Percy Fawcett

Fawcett in 1911.
 Image credit Wikipedia.
I suppose I am Sherlock Holmes, if anybody is.
Lieutennant Colonel Percival Harrison Fawcett (18 August 1867 – circa 1925?) was an English military officer and explorer, who explored the Amazon Rainforest in his later years. He expressed belief in the lost city of "Z", the Mitla, double-nosed dogs and giant spiders, and claimed to have shot a giant anaconda himself.

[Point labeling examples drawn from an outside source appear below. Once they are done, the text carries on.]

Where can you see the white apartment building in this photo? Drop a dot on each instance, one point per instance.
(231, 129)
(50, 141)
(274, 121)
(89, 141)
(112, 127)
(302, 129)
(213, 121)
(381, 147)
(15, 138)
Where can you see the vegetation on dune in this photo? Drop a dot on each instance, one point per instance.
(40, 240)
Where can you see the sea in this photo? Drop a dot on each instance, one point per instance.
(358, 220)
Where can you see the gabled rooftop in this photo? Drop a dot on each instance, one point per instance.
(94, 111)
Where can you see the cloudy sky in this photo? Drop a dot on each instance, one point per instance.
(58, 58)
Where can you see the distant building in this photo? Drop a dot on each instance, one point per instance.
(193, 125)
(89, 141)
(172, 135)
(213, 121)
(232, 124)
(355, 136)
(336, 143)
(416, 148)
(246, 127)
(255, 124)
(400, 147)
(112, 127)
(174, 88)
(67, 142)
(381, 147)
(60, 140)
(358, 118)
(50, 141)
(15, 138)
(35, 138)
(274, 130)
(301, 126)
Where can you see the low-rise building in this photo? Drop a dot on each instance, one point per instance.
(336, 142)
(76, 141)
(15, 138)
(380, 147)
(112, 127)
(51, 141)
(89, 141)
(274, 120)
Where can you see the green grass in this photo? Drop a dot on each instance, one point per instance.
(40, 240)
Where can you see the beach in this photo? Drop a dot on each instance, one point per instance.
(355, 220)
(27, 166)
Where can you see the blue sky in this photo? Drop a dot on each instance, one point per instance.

In 1925, Fawcett, his son, and his sons friend, travelled into the Amazon in search of the lost city of Z. The men, all three of which were in fairly bad shape, never returned from the Amazon, and are presumed to have sucummbed to illness, or been killed by the animals, terrain or hostile tribes.

One theory suggests that Fawcett fell victim to amnesia and lived out the rest of his life as chief of a tribe of cannibals.

An estimated 100 would-be-rescuers have died in more than 13 expeditions sent to uncover Fawcett's fate. Numerous sets of bones have been discovered, all of which have been found to be unconnected with Fawcett's expedition.

In June 1933, a theodolite compass belonging to Fawcett was found near the Baciary Indians of Mato Grosso by Colonel Aniceto Botelho. The compass had been left there by Fawcett as he went into the jungle for the last time.